You could also say that and provide a link to the condorcet page.

You need to say why these other elections are bad based on defined
criterons.

Alternatively, you could list each election and say who won.  Then say
who would have won based on say condorcet, approval, IRV and range.

You can also explain why each election critera would be a good one 
(this might
be covered elsewhere).  The idea is that you don't say XXX voting 
method is
best, you give the person the info to make their own decision.  (and 
link it to
other pages)

> 2. pathologies is a standard word

I think your site (maybe) or someone's like it shows the economic 
effects
or PR-STV and FPTP elections.  The conclusion being that both have
advantages and disadvantages.

This is better than saying that they give bad results.

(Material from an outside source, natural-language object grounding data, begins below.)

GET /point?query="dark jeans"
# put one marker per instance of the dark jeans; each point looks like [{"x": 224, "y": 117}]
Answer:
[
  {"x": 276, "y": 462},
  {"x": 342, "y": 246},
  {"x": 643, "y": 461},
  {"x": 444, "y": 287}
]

That could be an article on the "economic effects of election methods",
which you could link.

> 3. actualy there were over 20 examples, not just these 2, and I did 
not
> "admit" this, I "pointed it out to correct Saari's error"

Yeah, when I clicked on it, it was much longer.

> 4. those other articles did not give any list of historical examples, 
my article did.

I think that your article would be valuable, but you need to link it to 
those other
articles and don't say "this is a bad election method", say "the result 
of the election
does not satisify the condorcet criteron (with link).

The fundamental problem is that wikipedia is not for advocating a 
position.
It is just supposed to list all sides of the arguement.